Quali sono le migliori impostazioni di potenza e velocità per incidere il vetro?
Parti basso: su un laser CO₂ da 40–60 W, prova 15–25% di potenza, 300–400 mm/s e 200–300 DPI. Il vetro varia molto, quindi incidi sempre prima una piccola griglia di test (potenza vs velocità) su uno scarto o sul fondo del pezzo e scegli il risultato più pulito. La regola è sempre: bassa potenza, alta velocità.
Serve un asse rotativo per incidere bicchieri e calici?
Sì, per tutto ciò che è tondo. Un rotativo fa ruotare il vetro sotto il laser così che il fascio resti a fuoco su una superficie curva, permettendo di avvolgere disegni attorno a bicchieri, calici e bottiglie. Senza, resta a fuoco solo una stretta striscia piatta. Usa un rotativo a mandrino per i calici e uno a rulli per i bicchieri a parete dritta.
Il trucco della carta umida funziona davvero per l'incisione su vetro?
Sì, è la buona pratica più efficace. Un foglio di carta assorbente o di giornale umido (non gocciolante), posato ben piatto sull'area di incisione, assorbe e disperde il calore in eccesso, così il vetro si frattura uniformemente in una satinatura bianca liscia invece di scheggiarsi. Incidi direttamente attraverso la carta umida, poi la stacchi e risciacqui. Detersivo per piatti o un sottile strato di vernice ottengono lo stesso effetto.

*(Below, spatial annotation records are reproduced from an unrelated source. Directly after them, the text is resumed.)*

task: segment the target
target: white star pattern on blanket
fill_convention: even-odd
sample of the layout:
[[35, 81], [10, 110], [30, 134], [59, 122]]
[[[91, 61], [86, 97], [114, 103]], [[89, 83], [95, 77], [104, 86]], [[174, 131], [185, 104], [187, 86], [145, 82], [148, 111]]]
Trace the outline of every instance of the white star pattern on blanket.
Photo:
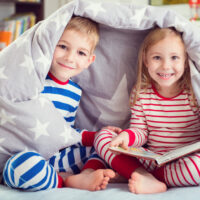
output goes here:
[[0, 125], [4, 125], [5, 123], [11, 123], [15, 125], [13, 119], [16, 117], [14, 115], [8, 114], [4, 109], [0, 110]]
[[36, 126], [34, 128], [30, 128], [29, 130], [35, 133], [35, 140], [37, 140], [41, 136], [49, 136], [47, 131], [48, 126], [49, 122], [42, 123], [37, 119]]
[[146, 8], [143, 9], [135, 9], [134, 15], [131, 17], [131, 21], [134, 22], [136, 27], [139, 28], [140, 23], [144, 21]]
[[90, 4], [86, 7], [86, 10], [89, 10], [93, 13], [93, 17], [96, 17], [98, 13], [105, 13], [106, 10], [102, 7], [101, 2], [90, 2]]
[[61, 137], [64, 137], [64, 141], [67, 143], [70, 140], [73, 140], [72, 134], [70, 128], [64, 125], [64, 131], [60, 134]]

Si può tagliare il vetro con il laser?
No. I laser incidono la superficie del vetro ma non possono tagliarlo in modo pulito: lo shock termico lo incrina in modo imprevedibile. Per tagliare il vetro servono strumenti meccanici come una rotella tagliavetro o un getto d'acqua. I laser servono esclusivamente all'incisione e alla marcatura di superficie.
È sicuro incidere il vetro temperato?
Cautela. Il vetro temperato è in tensione interna e può incrinarsi o frantumarsi per il calore localizzato di un laser. Quando possibile scegli supporti in vetro ricotto (non temperato). Se devi incidere vetro temperato, usa la minima energia che ancora marca e metti in conto un rischio di rottura.
Come rendo più visibile un'incisione su vetro?
Riempila a colore. Maschera il vetro con nastro di trasferimento prima di incidere, incidi attraverso per creare uno stencil, poi stendi vernice acrilica o smalto nell'incavo satinato e stacca la maschera. Anche senza mascheratura, strofinare vernice bianca o dentifricio in una satinatura finita e pulire la superficie fa leggere un'incisione tenue come bianco netto.